Experience Collection

Random Exploration: “We’re going to use the lunar lander, and just try taking different actions in it. If we don’t have a good policy yet, we’ll take actions randomly, fire the left thruster, fire the right thruster, fire the main engine, do nothing.”

Experience Tuples: By taking actions, “we’ll observe a lot of examples of when we’re in some state, and we took some action, maybe a good action, maybe a terrible action, either way. Then we got some rewards R(s) for being in that state, and as a result of our action, we got to some new state s’.”

Data Collection Format

Each experience: (S_t, A_t, R_t, S_{t+1})

Multiple Examples:

(S₁, A₁, R₁, S’₁)
(S₂, A₂, R₂, S’₂)
…
(S₁₀,₀₀₀, A₁₀,₀₀₀, R₁₀,₀₀₀, S’₁₀,₀₀₀)

Training Example Construction

From Experience to Training Data

Each tuple (S_i, A_i, R_i, S’_i) creates one training example:

Input: X_i = [S_i, A_i] (12 numbers total)

Target: Y_i = R_i + γ max_{a’} Q(S’_i, a’)

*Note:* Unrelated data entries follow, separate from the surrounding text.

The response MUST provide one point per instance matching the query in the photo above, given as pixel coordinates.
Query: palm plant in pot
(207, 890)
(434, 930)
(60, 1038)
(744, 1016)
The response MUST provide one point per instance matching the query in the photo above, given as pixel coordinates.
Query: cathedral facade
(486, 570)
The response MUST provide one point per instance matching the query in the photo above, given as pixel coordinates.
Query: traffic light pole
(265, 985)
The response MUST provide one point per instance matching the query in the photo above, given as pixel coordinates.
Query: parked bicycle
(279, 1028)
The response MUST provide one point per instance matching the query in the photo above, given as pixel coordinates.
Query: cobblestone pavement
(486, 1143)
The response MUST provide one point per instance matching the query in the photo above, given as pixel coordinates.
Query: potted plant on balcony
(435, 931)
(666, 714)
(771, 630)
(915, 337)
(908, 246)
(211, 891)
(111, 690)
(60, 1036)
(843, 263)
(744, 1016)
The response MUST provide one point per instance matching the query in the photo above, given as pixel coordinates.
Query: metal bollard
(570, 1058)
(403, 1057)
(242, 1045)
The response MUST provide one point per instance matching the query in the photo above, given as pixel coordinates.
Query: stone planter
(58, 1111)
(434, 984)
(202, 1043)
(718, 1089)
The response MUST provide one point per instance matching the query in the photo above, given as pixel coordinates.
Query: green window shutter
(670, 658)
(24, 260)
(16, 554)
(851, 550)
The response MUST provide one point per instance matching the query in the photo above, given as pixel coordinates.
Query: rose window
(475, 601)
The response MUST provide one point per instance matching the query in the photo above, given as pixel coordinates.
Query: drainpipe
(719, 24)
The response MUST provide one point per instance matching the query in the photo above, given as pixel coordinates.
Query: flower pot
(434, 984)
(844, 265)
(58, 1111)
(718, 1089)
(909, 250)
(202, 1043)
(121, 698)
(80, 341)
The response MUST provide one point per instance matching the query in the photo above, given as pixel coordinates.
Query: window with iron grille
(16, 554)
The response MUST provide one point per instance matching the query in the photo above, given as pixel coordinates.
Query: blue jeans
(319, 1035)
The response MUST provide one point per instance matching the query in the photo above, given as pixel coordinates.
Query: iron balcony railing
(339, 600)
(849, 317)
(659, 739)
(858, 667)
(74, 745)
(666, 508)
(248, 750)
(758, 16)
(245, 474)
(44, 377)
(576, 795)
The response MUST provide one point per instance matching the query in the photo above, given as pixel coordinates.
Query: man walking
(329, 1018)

Bellman Target Calculation

“Y₁ would be computed using the right-hand side of the Bellman equation. In particular, the Bellman equation says, when you input S₁, A₁, you want Q(S₁, A₁) to be this right-hand side, to be equal to R(S₁) plus Gamma max over a’ of Q(S₁’, a’).”

Bootstrap Q Function

Initial Challenge: “You may be wondering, wait, where does Q(S’, a’), or Q(S’₁, a’) come from? Well, initially, we don’t know what is the Q function.”

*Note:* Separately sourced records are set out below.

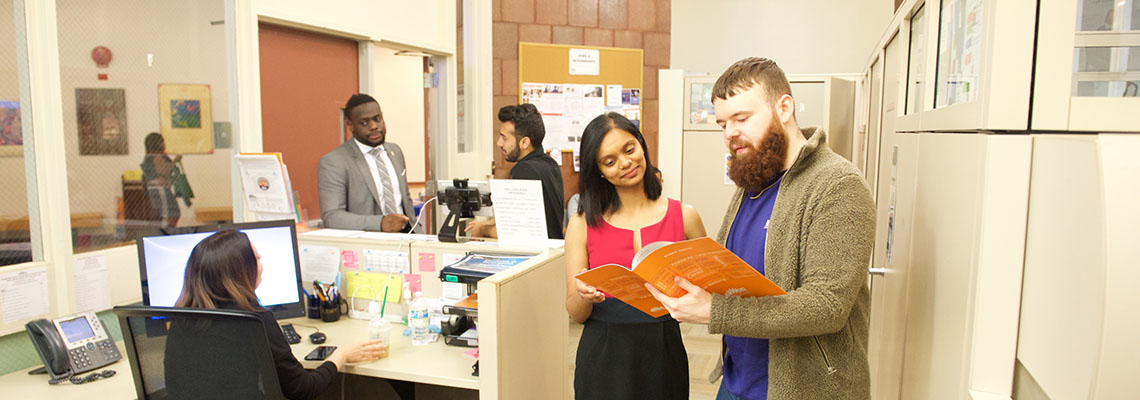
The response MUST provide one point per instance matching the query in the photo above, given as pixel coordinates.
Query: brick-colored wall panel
(568, 35)
(612, 14)
(535, 33)
(505, 40)
(497, 76)
(649, 128)
(511, 78)
(649, 79)
(664, 15)
(595, 37)
(643, 15)
(657, 49)
(551, 11)
(519, 10)
(627, 39)
(583, 13)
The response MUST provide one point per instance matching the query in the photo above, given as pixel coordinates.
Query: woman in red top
(624, 353)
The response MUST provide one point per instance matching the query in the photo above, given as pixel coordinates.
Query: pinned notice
(585, 62)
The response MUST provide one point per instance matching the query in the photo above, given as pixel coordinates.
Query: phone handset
(72, 344)
(50, 347)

Solution: “When you don’t know what is the Q function, you can start off with taking a totally random guess for what is the Q function, and we’ll see on the next slide that the algorithm will work nonetheless.”

Iterative Improvement

Training Process

Initialize: Start with random Q function estimate
Generate: Create training examples using current Q estimate
Train: Use supervised learning (MSE loss) to improve Q function
Update: Replace old Q with new improved estimate
Repeat: Use better Q estimate for next round of training

Key Insight: “In every step, Q here is just going to be some guess that will get better over time” through this iterative refinement process.

The approach combines reinforcement learning exploration with supervised learning optimization, using the Bellman equation to create training targets that gradually improve the Q function approximation.